トマト、トマトケチャップの歴史

トマト、トマトケチャップの歴史

大正の初め頃には、トマトが大豊作で、低価格で手に入るようになりました。1908年からトマトケチャップの販売をしているカゴメの記録によると、販売当初はトマトケチャップはほとんど売れず、トマトケチャップ製造の試行錯誤をするために、アメリカから技術者を招いたりして、そこから少しずつ売れるようになりました。そして、本格的に売れ始めたのは、昭和に入ったころだとのことです。

 

価格も手ごろということで、トマトケチャップは、家庭でも使われるようになり、料理本にも調味料として登場するようになりました。しかし、トマトやトマトケチャップは戦前の日本では高級品でした。
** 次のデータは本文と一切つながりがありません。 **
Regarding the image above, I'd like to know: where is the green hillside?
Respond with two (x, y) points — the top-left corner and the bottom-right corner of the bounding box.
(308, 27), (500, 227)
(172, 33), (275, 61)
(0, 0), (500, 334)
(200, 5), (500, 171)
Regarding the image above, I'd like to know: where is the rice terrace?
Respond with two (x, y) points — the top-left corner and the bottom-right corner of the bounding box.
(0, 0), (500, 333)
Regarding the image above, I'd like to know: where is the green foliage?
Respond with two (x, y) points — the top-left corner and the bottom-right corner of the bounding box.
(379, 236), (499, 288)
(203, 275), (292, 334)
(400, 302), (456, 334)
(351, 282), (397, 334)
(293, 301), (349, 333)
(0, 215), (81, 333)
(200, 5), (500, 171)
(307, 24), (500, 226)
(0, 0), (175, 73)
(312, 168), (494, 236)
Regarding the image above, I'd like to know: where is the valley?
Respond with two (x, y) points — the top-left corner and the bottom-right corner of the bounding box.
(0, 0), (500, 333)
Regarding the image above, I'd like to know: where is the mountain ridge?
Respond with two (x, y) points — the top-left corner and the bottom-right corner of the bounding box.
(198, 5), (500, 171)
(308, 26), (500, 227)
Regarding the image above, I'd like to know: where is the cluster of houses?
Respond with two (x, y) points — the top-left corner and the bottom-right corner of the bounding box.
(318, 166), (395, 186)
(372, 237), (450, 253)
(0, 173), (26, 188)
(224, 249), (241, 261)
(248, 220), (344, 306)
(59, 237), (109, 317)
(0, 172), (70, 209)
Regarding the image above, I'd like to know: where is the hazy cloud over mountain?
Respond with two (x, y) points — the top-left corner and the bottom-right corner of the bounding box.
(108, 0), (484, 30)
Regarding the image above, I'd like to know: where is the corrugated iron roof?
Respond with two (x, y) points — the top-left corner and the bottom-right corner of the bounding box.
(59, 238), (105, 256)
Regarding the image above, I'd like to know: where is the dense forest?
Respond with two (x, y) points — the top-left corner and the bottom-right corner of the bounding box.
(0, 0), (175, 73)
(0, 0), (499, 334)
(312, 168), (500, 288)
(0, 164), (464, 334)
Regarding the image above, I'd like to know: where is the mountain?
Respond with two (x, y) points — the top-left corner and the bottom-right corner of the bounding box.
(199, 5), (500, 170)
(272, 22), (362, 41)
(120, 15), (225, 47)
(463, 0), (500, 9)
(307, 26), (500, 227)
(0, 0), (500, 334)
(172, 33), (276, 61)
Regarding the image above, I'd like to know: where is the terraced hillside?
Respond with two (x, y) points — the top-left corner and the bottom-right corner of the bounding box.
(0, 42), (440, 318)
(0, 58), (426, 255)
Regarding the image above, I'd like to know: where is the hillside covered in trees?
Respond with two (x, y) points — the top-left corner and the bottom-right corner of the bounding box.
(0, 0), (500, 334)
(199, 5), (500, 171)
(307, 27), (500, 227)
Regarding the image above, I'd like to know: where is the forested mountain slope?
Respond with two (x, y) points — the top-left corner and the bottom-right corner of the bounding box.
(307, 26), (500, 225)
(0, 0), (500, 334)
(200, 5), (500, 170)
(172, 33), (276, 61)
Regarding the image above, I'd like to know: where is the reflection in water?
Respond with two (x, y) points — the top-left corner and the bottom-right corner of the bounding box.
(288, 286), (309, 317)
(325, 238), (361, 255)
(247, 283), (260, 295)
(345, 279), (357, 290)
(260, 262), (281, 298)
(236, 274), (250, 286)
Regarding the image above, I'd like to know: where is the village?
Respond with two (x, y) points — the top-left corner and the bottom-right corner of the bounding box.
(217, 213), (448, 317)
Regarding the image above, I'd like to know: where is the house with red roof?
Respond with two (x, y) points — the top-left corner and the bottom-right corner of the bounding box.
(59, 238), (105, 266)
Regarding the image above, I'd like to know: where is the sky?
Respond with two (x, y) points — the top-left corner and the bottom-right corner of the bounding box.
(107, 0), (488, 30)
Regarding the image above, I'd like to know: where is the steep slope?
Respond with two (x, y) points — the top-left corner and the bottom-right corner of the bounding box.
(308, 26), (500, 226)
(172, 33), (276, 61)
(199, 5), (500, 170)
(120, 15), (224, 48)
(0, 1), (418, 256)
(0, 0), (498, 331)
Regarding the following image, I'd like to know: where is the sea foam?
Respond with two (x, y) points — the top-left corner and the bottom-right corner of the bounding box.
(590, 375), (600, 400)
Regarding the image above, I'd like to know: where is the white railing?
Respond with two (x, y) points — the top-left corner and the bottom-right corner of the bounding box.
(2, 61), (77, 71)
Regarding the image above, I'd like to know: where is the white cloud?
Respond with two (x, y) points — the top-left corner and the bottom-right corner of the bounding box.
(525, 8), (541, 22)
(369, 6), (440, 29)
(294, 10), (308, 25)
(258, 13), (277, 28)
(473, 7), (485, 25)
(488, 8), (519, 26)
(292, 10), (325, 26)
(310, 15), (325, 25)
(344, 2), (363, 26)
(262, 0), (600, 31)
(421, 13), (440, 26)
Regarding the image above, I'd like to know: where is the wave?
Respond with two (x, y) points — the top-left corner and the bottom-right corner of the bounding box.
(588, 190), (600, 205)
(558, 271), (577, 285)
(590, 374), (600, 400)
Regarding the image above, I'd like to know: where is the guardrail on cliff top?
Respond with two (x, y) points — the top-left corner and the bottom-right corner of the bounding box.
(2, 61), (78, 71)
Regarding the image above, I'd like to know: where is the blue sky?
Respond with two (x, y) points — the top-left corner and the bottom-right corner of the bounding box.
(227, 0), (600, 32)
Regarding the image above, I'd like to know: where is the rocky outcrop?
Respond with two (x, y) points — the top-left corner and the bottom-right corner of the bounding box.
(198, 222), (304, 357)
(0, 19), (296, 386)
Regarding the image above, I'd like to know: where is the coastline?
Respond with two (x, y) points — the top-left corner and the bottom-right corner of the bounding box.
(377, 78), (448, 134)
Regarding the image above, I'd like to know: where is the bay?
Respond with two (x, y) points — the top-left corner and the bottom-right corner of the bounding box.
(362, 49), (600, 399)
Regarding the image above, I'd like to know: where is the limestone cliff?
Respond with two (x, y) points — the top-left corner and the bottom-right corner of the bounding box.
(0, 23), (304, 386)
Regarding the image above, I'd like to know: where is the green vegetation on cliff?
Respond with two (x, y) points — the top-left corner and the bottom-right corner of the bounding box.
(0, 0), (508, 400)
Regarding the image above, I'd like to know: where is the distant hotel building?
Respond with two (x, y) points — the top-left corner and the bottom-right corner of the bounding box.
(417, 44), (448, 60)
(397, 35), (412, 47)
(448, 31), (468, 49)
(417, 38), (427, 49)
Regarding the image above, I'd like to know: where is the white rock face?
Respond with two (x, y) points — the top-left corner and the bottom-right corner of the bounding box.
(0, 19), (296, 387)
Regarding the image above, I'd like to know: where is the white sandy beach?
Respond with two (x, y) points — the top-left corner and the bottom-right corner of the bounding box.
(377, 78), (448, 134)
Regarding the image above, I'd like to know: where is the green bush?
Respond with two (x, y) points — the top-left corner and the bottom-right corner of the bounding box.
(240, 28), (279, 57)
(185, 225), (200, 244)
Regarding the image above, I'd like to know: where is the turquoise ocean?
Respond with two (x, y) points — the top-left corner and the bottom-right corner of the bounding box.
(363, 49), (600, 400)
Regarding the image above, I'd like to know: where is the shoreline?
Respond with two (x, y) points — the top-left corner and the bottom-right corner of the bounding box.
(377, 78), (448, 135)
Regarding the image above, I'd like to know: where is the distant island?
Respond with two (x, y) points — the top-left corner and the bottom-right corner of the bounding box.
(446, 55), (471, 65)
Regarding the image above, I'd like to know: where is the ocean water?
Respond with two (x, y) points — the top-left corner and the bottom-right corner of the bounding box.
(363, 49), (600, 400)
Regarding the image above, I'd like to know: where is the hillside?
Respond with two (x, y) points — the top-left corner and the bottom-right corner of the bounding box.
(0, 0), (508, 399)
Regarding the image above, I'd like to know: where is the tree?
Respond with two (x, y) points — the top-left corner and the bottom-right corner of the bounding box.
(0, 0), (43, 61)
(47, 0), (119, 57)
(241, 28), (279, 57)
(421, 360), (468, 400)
第二次世界大戦後にアメリカの進駐軍が西洋野菜の栽培を推進した為に、トマトがたくさん栽培され大衆向けになりました。そして、トマトケチャップも進駐軍が大量に持ってきました。

 

加えて、麺に関してもバブル期以降にデュラム小麦100%のパスタが手に入るようになりました。戦前はうどんの紛が主流で、昭和の中ごろまではデュラム小麦と強力粉のスパゲッティがスーパーで売られていました。こういうことで、トマトケチャップを使ったパスタ料理を、B級グルメ感覚で味わうというのは、明治〜大正時代頃までは、無理なことのようです。なので、昭和に入る頃まで、トマトケチャップをトマトソースの代わりにして、スパゲッティのトマトソース和えを作るというのは、考えにくいことのようです。